Table 2. Application Summary (2020–2021).

Number	Application Field	References
1	Avian note classification	[84]
2	Natural language processing (NLP)	[85,86,87]
3	Autonomous Vehicle	[88,89]
4	Text and Image classification	[90,91,92,93] [94,95,96,97]
5	Pedestrian trajectory prediction	[98,99]
6	Digital Pathology	[100]
7	Medical imaging	[101,102,103]
8	Automated Diabetic Retinopathy Screening	[104]
9	Lung lesion segmentation	[105]
10	Autonomous robot platform	[106]
11	Drone performing vision-based obstacle avoidance	[107]
12	Particle physics collider events	[108]
13	Minimally invasive surgery (MIS)	[109]
14	Adversarial attacks (AA)	[110]
15	Automated skin disease classification	[111,112,113]
16	Machine sound monitoring system	[114,115]
17	Scene segmentation	[116]
18	AI assistance	[117,118]
19	Logical reasoning over symbols	[119]
20	Self-supervised learning (SSL)	[120]
21	Automotive perception	[121]

.

8. Challenges

OOD detection has made great progress. However, some challenges still need to be addressed to make OOD detection more effective and widely used. As a result, both the research community and society will benefit.
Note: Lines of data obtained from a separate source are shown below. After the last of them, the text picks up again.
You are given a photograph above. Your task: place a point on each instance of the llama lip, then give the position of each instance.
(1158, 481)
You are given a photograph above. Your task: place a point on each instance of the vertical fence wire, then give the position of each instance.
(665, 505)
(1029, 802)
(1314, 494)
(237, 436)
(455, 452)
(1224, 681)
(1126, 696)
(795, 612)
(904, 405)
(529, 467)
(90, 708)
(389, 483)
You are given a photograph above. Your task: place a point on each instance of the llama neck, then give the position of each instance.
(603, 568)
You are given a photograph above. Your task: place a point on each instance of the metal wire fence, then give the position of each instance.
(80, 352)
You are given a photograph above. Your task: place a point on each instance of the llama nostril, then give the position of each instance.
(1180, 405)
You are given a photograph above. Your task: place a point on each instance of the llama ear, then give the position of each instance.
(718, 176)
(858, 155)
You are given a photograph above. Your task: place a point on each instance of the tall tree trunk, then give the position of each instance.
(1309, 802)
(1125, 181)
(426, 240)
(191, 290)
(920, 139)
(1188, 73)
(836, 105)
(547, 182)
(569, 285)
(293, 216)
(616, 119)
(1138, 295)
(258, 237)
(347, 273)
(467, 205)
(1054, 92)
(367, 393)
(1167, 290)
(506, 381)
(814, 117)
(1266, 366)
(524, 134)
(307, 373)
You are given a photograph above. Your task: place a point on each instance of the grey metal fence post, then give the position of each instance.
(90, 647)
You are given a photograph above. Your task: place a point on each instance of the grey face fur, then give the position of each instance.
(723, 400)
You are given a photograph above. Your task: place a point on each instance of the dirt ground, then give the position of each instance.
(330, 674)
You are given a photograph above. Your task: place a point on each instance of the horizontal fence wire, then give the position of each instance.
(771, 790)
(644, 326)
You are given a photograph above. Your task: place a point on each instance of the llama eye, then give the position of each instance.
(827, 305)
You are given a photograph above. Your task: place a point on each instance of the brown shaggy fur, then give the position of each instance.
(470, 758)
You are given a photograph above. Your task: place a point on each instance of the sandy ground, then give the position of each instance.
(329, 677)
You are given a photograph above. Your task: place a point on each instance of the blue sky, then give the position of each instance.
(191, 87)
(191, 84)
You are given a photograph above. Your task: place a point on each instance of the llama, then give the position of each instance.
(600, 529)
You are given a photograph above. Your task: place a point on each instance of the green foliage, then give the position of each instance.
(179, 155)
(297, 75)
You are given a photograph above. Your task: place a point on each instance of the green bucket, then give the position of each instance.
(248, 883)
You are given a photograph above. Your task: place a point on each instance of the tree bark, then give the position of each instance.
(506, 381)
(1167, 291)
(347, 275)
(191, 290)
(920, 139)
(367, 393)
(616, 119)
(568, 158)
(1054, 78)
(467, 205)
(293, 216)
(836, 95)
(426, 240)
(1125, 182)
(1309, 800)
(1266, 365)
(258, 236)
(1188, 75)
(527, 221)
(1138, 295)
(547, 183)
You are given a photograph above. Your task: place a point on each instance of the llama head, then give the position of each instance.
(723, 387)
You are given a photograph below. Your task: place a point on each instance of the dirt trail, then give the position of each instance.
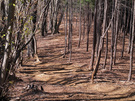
(70, 81)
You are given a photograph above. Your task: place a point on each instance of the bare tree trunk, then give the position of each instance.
(5, 62)
(113, 31)
(124, 33)
(94, 36)
(116, 33)
(80, 27)
(132, 44)
(66, 15)
(70, 30)
(104, 27)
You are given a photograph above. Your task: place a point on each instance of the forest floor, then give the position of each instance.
(62, 80)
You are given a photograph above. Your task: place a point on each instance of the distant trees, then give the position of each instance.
(20, 20)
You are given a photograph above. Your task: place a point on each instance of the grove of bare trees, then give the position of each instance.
(22, 20)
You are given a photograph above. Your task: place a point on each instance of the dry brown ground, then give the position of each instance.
(62, 80)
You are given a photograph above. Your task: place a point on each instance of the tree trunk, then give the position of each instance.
(94, 36)
(80, 27)
(132, 44)
(5, 62)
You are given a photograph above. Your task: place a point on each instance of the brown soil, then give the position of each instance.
(62, 80)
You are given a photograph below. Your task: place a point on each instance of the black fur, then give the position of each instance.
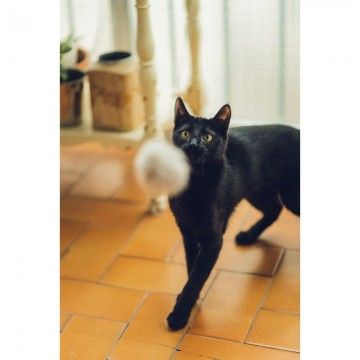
(257, 163)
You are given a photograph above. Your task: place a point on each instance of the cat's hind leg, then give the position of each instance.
(291, 199)
(269, 204)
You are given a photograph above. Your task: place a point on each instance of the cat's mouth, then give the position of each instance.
(195, 156)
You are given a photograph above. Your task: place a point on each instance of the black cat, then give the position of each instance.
(258, 163)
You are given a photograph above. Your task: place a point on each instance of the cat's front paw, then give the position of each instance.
(244, 238)
(177, 321)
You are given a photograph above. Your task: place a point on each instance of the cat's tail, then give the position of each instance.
(161, 168)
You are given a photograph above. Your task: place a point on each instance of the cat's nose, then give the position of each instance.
(193, 143)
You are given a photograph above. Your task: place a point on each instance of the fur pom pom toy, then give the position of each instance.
(161, 168)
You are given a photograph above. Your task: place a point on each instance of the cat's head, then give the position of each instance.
(202, 140)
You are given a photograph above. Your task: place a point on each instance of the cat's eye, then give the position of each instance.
(207, 137)
(185, 134)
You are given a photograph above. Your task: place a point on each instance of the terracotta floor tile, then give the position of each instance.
(256, 259)
(154, 237)
(98, 300)
(100, 212)
(102, 181)
(285, 232)
(230, 306)
(285, 290)
(94, 251)
(89, 338)
(69, 231)
(150, 323)
(229, 350)
(148, 275)
(128, 349)
(64, 318)
(276, 329)
(130, 190)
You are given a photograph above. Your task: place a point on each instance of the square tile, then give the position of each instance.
(230, 306)
(89, 338)
(276, 329)
(94, 251)
(285, 290)
(155, 237)
(229, 350)
(148, 275)
(256, 259)
(128, 349)
(149, 324)
(284, 232)
(98, 300)
(69, 232)
(100, 212)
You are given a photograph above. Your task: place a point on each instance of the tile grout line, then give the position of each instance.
(131, 318)
(281, 311)
(67, 321)
(260, 305)
(84, 228)
(112, 261)
(273, 348)
(82, 174)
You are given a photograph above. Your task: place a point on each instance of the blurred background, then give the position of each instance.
(249, 50)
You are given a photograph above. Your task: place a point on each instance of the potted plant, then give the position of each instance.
(71, 85)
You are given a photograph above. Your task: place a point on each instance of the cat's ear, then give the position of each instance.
(223, 116)
(180, 109)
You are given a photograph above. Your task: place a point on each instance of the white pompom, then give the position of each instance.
(161, 168)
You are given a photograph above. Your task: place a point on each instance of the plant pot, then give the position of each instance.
(71, 98)
(116, 97)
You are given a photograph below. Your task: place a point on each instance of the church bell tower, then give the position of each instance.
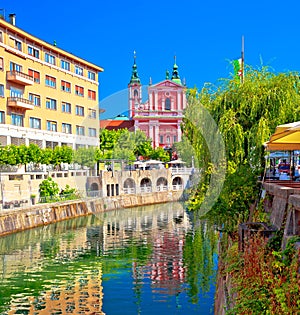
(134, 90)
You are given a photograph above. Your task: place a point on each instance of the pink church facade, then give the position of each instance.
(161, 115)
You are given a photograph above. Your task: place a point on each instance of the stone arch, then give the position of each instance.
(177, 183)
(129, 186)
(146, 185)
(94, 187)
(162, 184)
(94, 190)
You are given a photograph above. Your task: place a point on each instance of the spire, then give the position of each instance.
(167, 75)
(175, 74)
(134, 74)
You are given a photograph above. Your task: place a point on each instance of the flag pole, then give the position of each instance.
(242, 57)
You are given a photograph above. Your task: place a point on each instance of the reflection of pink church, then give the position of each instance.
(161, 115)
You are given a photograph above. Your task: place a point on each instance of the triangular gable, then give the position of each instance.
(167, 83)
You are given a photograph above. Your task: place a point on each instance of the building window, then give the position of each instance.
(66, 107)
(34, 123)
(79, 70)
(65, 86)
(92, 113)
(66, 128)
(168, 104)
(65, 65)
(79, 110)
(50, 81)
(79, 90)
(14, 92)
(17, 120)
(80, 131)
(15, 67)
(91, 95)
(2, 117)
(35, 99)
(17, 44)
(1, 90)
(50, 59)
(33, 52)
(92, 75)
(92, 132)
(35, 75)
(51, 125)
(50, 103)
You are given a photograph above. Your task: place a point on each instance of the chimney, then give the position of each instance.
(12, 19)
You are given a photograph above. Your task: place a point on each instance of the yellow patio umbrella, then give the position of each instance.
(285, 138)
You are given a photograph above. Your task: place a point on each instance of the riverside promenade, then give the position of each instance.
(107, 191)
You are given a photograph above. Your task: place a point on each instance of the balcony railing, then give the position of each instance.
(19, 77)
(19, 102)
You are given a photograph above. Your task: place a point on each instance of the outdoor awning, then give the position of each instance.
(285, 138)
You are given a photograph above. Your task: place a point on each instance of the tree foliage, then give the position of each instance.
(48, 188)
(246, 115)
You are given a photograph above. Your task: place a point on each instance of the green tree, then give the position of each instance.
(160, 154)
(246, 115)
(86, 156)
(48, 189)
OOD detection based on deep learning has solved many practical problems but still faces many challenges, especially in the detection of unsupervised data. How to reduce false positives and enhance detection recall rates is one of the most important yet difficult challenges. Unsupervised methods do not have any prior knowledge of true anomalies. They rely heavily on the assumption of the distribution of anomalies. Moreover, there are unlabeled data affected by noise in unsupervised data. They may be accurately detected or incorrectly labeled, and noisy instances may be irregularly distributed in the data space. In addition, OOD detection based on deep learning works well in low-dimensional space, but OOD features are not obvious in high-dimensional space, and most methods are for point features. The detection of conditional features and group features are problems that need to be solved.

9. Conclusions

This work focuses on three categories of OOD detection based on supervised data—the model method, the distance method, and the density method—showing how each technique can distinguish OOD data from original data. In addition, we discuss their performance under the same data and model. In general, approaches are more concerned with improving the recognition effect, while failing to address space costs and efficiency issues. In this final section, we will present open issues and future research opportunities.
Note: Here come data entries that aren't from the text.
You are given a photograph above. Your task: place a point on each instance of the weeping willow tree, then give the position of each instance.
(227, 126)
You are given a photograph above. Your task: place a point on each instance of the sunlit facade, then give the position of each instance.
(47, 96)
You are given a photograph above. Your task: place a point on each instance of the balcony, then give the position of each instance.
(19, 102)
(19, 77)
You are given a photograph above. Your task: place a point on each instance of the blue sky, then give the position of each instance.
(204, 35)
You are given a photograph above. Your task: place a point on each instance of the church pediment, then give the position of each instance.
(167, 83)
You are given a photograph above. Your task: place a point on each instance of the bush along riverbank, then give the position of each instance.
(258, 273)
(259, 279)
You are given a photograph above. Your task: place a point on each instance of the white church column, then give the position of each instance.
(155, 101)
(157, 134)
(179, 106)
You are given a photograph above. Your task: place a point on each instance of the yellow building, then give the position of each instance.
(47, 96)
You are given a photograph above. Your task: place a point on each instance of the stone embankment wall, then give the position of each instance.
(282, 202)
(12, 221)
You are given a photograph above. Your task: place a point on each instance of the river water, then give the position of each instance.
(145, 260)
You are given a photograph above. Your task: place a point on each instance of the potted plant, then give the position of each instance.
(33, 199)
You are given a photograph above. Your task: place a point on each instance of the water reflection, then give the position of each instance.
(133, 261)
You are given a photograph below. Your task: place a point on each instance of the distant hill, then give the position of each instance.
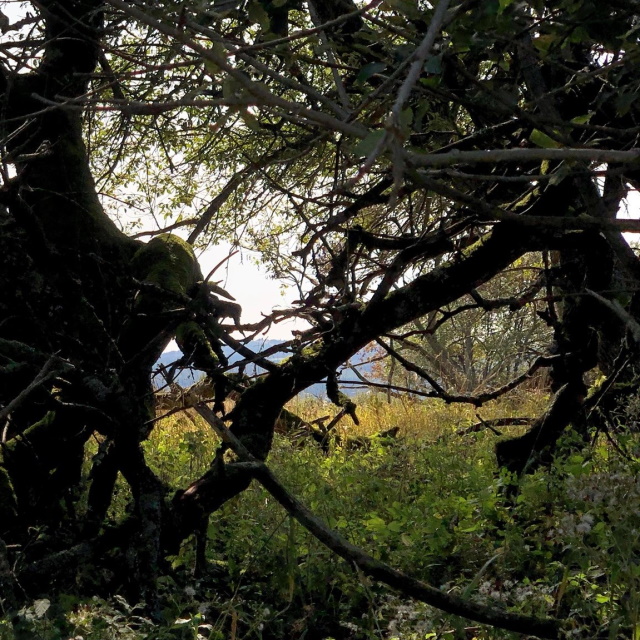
(187, 377)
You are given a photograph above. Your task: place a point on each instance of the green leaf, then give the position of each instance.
(369, 70)
(40, 607)
(433, 65)
(217, 48)
(541, 139)
(582, 119)
(369, 143)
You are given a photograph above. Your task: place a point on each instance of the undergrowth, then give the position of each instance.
(430, 503)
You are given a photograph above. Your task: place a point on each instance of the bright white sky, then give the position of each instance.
(252, 288)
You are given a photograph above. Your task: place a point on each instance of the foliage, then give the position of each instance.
(565, 547)
(394, 161)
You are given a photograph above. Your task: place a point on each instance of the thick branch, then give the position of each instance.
(376, 569)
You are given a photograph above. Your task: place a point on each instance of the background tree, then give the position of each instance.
(388, 159)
With the rise of deep learning, there has been a breakthrough in the performance of many tasks. OOD detection based on a deep model is of great significance to the development of AI, especially in the field of AI security. We are in an era of big data, and simply relying on manual processing speed does not meet the needs of society. Because not all data are supervised data and identically distributed, OOD detection can identify OOD samples in the input data in advance, thus helping the model to detect anomalies in the data faster, greatly reducing the model’s error rate and reducing the loss caused by practical applications. In addition, OOD detection plays an irreplaceable role in banking, transportation, medical treatment, network, and other fields. The emerging field of OOD detection is worthy of further research. However, in reality, there are not many researchers engaged in this field, and the number of related papers published is small, which leads to the slow development of this field. We hope through this review to comprehensively introduce OOD detection and attract more people to devote themselves to research in this field.